I have a repository where several files have been checked in from Windows, and have unicode characters in the FILENAMES. For example AgêBean.java, GûBean.java, LêgbaBean.java, and XêviosoBean.java. When these files are checked out on a CentOS 7 system, the bytes comprising filenames are interpreted as ISO-8859-1. This breaks stuff like the java compiler. For example, Java won’t compile the above files, because the unicode identifiers for the class, i.e. “AgêBean”, does not match the ISO-8859-1 filename, which the compiler sees as “AgêBean.java” The short, ugly workaround is to rename the files, but if they are checked in, then the same problems appear on the Windows side.

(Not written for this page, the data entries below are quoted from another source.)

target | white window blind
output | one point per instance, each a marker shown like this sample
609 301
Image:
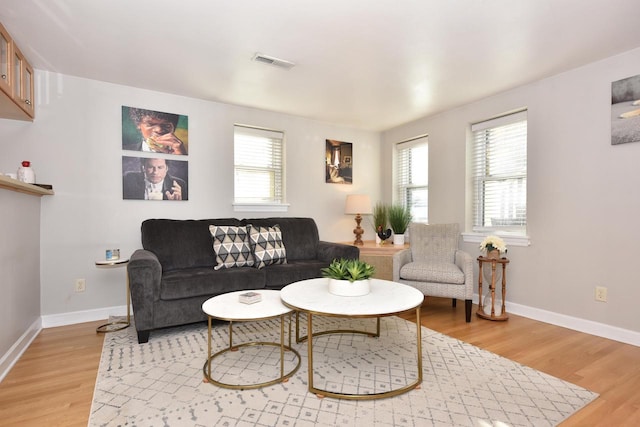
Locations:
412 177
500 173
258 165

So what are some better solutions? I can imagine a few, but I don’t know how to do any of them, and google is not yet being helpful:
A) Re-configuring my CentOS filesystem so that all filenames are UTF-8 (or UTF-16) encoded.
B) Configuring git on Linux to understand that the filenames in the repository are encoded UTF-8, but the local system is ISO-8859-1, so all filenames need to be converted when checked in or out.
C) Configuring java (and terminals, and editors) on Linux to understand that the filenames under this directory are UTF-8 encoded, so each is decoded correctly.
I’d be happiest with solution “A”, but so far I have not found how to do that. I hope it’s not compiled-into the Cent0S 7 (or RHEL 8) kernel.